Avviso 8, enti impreparati e difficoltà per la progettazione - QdS

Avviso 8, enti impreparati e difficoltà per la progettazione

Michele Giuliano

Avviso 8, enti impreparati e difficoltà per la progettazione

sabato 17 Ottobre 2020 - 00:00
Avviso 8, enti impreparati e difficoltà per la progettazione

Sono passati 6 anni da quel bando e ora ci sono problemi nell’attuazione degli adempimenti. Chiesta e accettata una proroga dalla Regione, si dilatano i tempi per la partenza dei corsi

PALERMO – I tempi per l’avvio dell’avviso 8/2016 si allungano ancora. Dopo la pubblicazione della graduatoria definitiva lo scorso agosto, sono state avviate le procedure per la presentazione, da parte degli enti in posizione utile in elenco, della progettazione esecutiva, che spiega in maniera dettagliata tutto ciò che riguarda lo svolgimento delle attività, dall’elenco dei docenti, al calendario didattico per singolo corso, gli allievi, il personale utilizzato e il materiale necessario, il tutto corredato dal piano economico-finanziario.

Un mese il tempo concesso, 30 giorni dalla pubblicazione della graduatoria sulla Gazzetta Ufficiale della Regione Siciliana. La data ultima, almeno al momento, è stata fissata al prossimo 31 ottobre. Giorni che, a detta delle diverse associazioni datoriali che hanno scritto agli uffici regionali, sono troppo pochi per poter preparare tutto. E l’assessorato regionale all’Istruzione e alla Formazione professionale ha voluto concedere più tempo.

Come si legge nel decreto del direttore generale n. 489 emesso l’8 ottobre, “vista la nota con la quale le associazioni datoriali Anfop, Asef, Assofor, Cenfop, Deder terziario scuola e Formare, in considerazione dell’emergenza sanitaria Covid-19, hanno richiesto una proroga del termine previsto”, l’assessorato ha deciso di rispondere favorevolmente prorogando la scadenza al 31 ottobre prossimo. Si è tenuto conto, infatti, del lungo tempo intercorso tra la pubblicazione dell’Avviso 8/2016 e l’approvazione dell’ultima rimodulazione della graduatoria definitiva con conseguenti ed evidenti modifiche del contesto di riferimento, oltre che delle difficoltà legate al perdurare dell’emergenza sanitaria, che sta creando, ai soggetti utilmente collocati in graduatoria, notevoli difficoltà nell’attuazione degli adempimenti previsti per la presentazione della progettazione esecutiva.

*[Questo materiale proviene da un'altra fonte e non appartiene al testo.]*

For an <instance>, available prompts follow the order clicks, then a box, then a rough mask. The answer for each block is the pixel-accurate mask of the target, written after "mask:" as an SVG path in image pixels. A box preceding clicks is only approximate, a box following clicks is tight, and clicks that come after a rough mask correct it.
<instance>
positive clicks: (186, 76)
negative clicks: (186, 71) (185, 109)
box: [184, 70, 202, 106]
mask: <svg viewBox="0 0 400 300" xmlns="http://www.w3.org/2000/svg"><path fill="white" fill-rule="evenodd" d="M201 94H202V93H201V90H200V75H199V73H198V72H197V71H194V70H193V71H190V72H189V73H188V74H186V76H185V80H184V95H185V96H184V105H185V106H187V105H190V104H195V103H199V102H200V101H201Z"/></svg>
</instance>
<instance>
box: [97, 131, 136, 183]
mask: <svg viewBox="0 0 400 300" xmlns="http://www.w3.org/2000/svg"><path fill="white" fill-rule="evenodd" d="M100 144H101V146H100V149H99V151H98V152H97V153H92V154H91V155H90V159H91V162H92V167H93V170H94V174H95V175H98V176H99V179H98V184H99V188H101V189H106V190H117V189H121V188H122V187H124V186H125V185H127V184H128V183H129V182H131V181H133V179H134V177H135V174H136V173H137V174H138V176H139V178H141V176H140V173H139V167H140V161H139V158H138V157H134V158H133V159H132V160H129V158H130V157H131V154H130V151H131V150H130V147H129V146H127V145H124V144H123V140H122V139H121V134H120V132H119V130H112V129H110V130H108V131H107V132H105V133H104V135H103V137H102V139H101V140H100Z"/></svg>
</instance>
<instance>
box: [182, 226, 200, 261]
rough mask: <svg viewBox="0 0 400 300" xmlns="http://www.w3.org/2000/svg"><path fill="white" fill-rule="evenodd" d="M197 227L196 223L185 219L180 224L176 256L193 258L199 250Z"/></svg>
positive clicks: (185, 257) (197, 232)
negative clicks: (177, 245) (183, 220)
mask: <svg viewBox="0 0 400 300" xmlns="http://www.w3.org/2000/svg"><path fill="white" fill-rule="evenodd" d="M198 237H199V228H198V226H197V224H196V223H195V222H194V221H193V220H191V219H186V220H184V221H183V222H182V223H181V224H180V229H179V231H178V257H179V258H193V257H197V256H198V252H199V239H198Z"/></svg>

Insomma, pochi altri giorni e poi l’attesa dei decreti di finanziamento, per poter passare veramente alla fase operativa, che presumibilmente sarà avviata nel 2021, ormai poco lontano. Quasi 5 anni, quindi, per un avviso che ha vissuto una storia travagliata, fatta di graduatorie, ricorsi, sentenze e nuove graduatorie da rivedere.

L’ultimo intervento, quello del Consiglio di Giustizia Amministrativa, dopo gli ennesimi ritardi degli uffici regionali che nell’emissione della graduatoria definitiva. Il Cga ha accolto il ricorso presentato dall’Eap Fedearcom e, per risolvere il problema in tempi celeri, è stato quindi nominato quale commissario ad acta il segretario generale della Regione Siciliana Maria Mattarella per velocizzare la procedura e poter finalmente rendere operativo l’avviso, in attesa ormai da ben 4 anni.

Un ulteriore passaggio che i lavoratori e gli enti della formazione professionale volevano sicuramente evitarsi, vista la condizione al momento drammatica, tra emergenza sanitaria, che ha rallentato ulteriormente i tempi già lenti dell’assessorato nell’emissione dei decreti di finanziamento per le attività relative all’avviso 2, il rinnovo dell’albo, che ha visto un numero consistente di lavoratori rimanere fuori dall’elenco degli operatori, e un futuro incerto per il quale non è data alcuna programmazione né a breve né a lungo termine.

L’avviso 8 potrebbe essere una piccola boccata d’aria, con 136 milioni di euro da spendere, e una graduatoria, che, dopo la revisione imposta dal Cga, dovrebbe permettere a molti enti storici di rientrare, grazie ai criteri ‘A1’ e ‘A2’, relativi all’esperienza nel settore dell’ente di formazione e del personale coinvolto nel progetto, che in una prima fase erano stati trattati in maniera tale che anche enti senza alcuna esperienza potessero guadagnare punti sulla base di una “promessa” di assunzione di personale con una certa anzianità.